I've been wondering about what will last in literature from right now: what will be "The Colonel" of Chicago during Operation Midway Blitz? (Content warning for descriptions of violence in that linked poem if you haven't read it; it's unforgettable and well worth reading if you're in a spot to do so.)
What does bearing witness look like? Essays with dates and times and photos, sure. Stolpersteine with names outside of the homes of the departed, strikingly. Carolyn Forché, who wrote the aforelinked and widely-anthologized "Colonel" poem, popularized a poetics of witness. But also, sometimes, others' words reassembled into poems bear witness too. I recently read Arguing with Something Plato Said by Jack Collom and got very emotional at "Passages," a long poem about the extinction of the passenger pigeon. Many voices speak here: the pigeons themselves, transcribed onomopoeiatically, colonists and indigenous people and Audubon.
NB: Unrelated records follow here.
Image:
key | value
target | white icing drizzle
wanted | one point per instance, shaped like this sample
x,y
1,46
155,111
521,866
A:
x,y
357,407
And near the end an arrow of text decays, counting their disappearance down the page:
It is possible to lose my coherence though I am billions of breathing comets.
It is possible to lose my coherence though I am billions of breathing.
It is possible to lose my coherence though I am billions of.
It is possible to lose my coherence though I am billions.
It is possible to lose my coherence though I am.
It is possible to lose my coherence though I.
It is possible to lose my coherence though.
It is possible to lose my coherence.
It is possible to lose my.
It is possible to lose.
It is possible to.
It is possible.
It is.
It.
Followed, again, by a line transcribing pigeon sounds. (I’m working my way through reading this very worthwhile essay on transcription by internet genius Allison Parrish, which is rattling around my mind as another way of understanding and another tool in poetics and truth-telling).
I think poetry is unique among arts in its susceptibility to being carried across time and space, on the breath or the page, and retold, over and over again. I love that Jack Collom brought the time that passenger pigeons blanketed the sky back into being, even though it ended before he was born.
I don't have a neat button to put on this essay. I don't think we should stand for a society that disappears people for the crime of being born across a border, or for no crime at all. I don't make memorials but I do take note, and I remember.
Thank you for reading, take care of yourself and your neighbors, carry a whistle (Pilsen Arts & Community House has resources on their homepage now for why this works) and learn the SALUTE method. We're all we've got and I still believe we can be enough.